The definition of $(\xi,\xi')_o$ is an infimum taken over all pairs $x$, $x'$, such that $x=(x_i)$ is a sequence representing $\xi$, and $x'=(x'_i)$ is a sequence representing $\xi'$. The quantity being infimized is $\liminf_{i \to \infty} (x_i,x'_i)_o$.
For any nonempty set of real numbers that has an infimum, there is a sequence in that set such that the limit of the sequence equals the infimum of the set.
Therefore, there exists a sequence of pairs $x^n$, $x'^n$ such that each $x^n=(x^n_i)$ is a sequence representing $\xi$, each $x'{}^n = (x'{}^n_i)$ is a sequence representing $\xi'$, and
$$(\xi,\xi')_o = \lim_{n \to \infty} \left( \liminf_{i \to \infty} \underbrace{(x^n_i,x'{}^n_i)_o}_{G(n,i)} \right)
$$
Here's where the "diagonalization" procedure kicks in.
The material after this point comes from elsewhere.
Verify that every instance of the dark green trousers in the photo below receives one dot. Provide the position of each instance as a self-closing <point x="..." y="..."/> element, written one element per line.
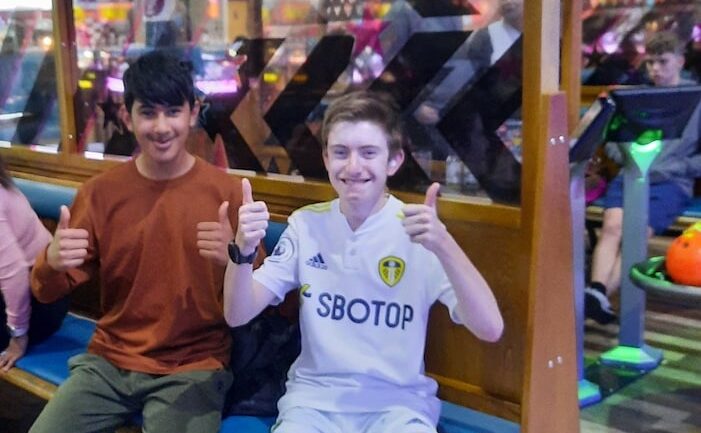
<point x="99" y="397"/>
Imagine the doubly indexed sequence of real numbers $G(n,i)=(x^n_i,x'{}^n_i)_o$ arranged in a table, with $n$ indexing the rows and $i$ indexing the columns. Knowing the above equation, you carefully choose a sequence of entries $G(n,i_n)$ out of the table so that $(\xi,\xi')_o = \lim_{n \to \infty} G(n,i_n)$:
- Choose $i_1$ so that the row 1 entry $G(1,i_1)$ is within distance $2^{-1}$ of the liminf of the row $1$;
- Choose $i_2$ so that the row 2 entry $G(2,i_2)$ is within distance $2^{-1}$ of the liminf of row $2$;
- Choose $i_3$ so that the row $3$ entry $G(3,i_3)$ is within distance $2^{-3}$ of the liminf of row $3$;
.
.
.
The sequence $G(n,i_n)$ converges to $(\xi,\xi')_0$ by the sandwich lemma:
$$\liminf_{i \to \infty} (x^n_i,x'{}^n_i) - 2^{-n} \le G(n,i_n) \le \liminf_{i \to \infty} (x^n_i,x'{}^n_i) + 2^{-n}
$$
and since $\liminf_{i \to \infty} (x^n_i,x'{}^n_i)$ converges to $(\xi,\xi')_o$ and $2^{-n}$ converges to $0$, it follows that $G(n,i_n)$ converges to $(\xi,\xi')_o$.